What would be a better way? Uniform distributions are actually difficult to get right. As is often the case, the simplest solution is the best: take the list of re-tweeters, and shuffle it (using a Knuth shuffle [4]) based on a random number seed derived from the block hash. You can then give out awards to the top 10 people. The shuffle algorithm has to be known in advance so people don't think that you reorganized the list to award your friends and family, but that's straightforward. And yes, you're still subject to Sybil attacks even with this scheme.

But having announced a particular lottery scheme, can Eric change it on the fly? If this were a smart contract, that would be tantamount to a hard fork!

So, what did we learn from this exercise?

- Deriving fair, unmanipulable randomness from a blockchain is difficult.
- Combining multiple block hashes does not provide any immunity against miner attacks, the last miner is in full control of the outcome.
- If one fixates on unlikely problems, one can miss much more likely ones right under one's nose.
- Striding into a big list with a number that is coprime to the size of the list will not yield a uniform selection. In fact, this scheme exhibits incredible skew, and timing your tweet well can give you a huge advantage over others.
- But the day belongs, as it often does in the short term, to social media trolls and astroturfers.

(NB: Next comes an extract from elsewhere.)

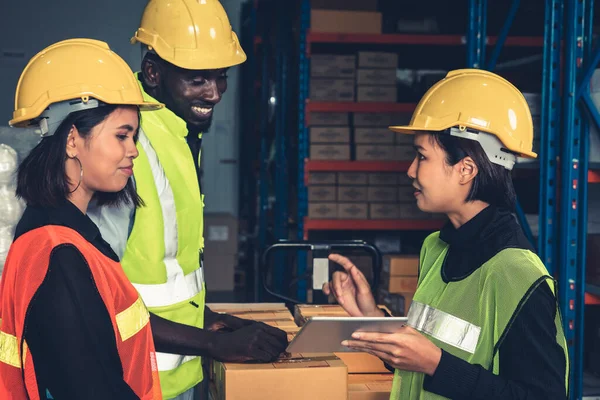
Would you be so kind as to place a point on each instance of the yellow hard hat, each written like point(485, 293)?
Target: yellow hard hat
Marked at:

[1] | Actually, as with every Bitcoin related tale these days, this discussion contains, fractally, the entirety of the block size debate within it. |

[2] | Specifically, it's $1340 at the time of this writing, minus $40 to receive the funds, minus another $40 to use them. |

[3] | The "Chinese miners" are almost always lumped together by their nationality as if all of them come from the same mold. Yes, it's inappropriate. |

[4] | Many thanks to Nick Johnson for pointing out that a previous suggestion to use millions of swaps is inefficient and only asymptotically achieves a uniform distribution. Knuth spends considerable time on this topic and provides an efficient solution. |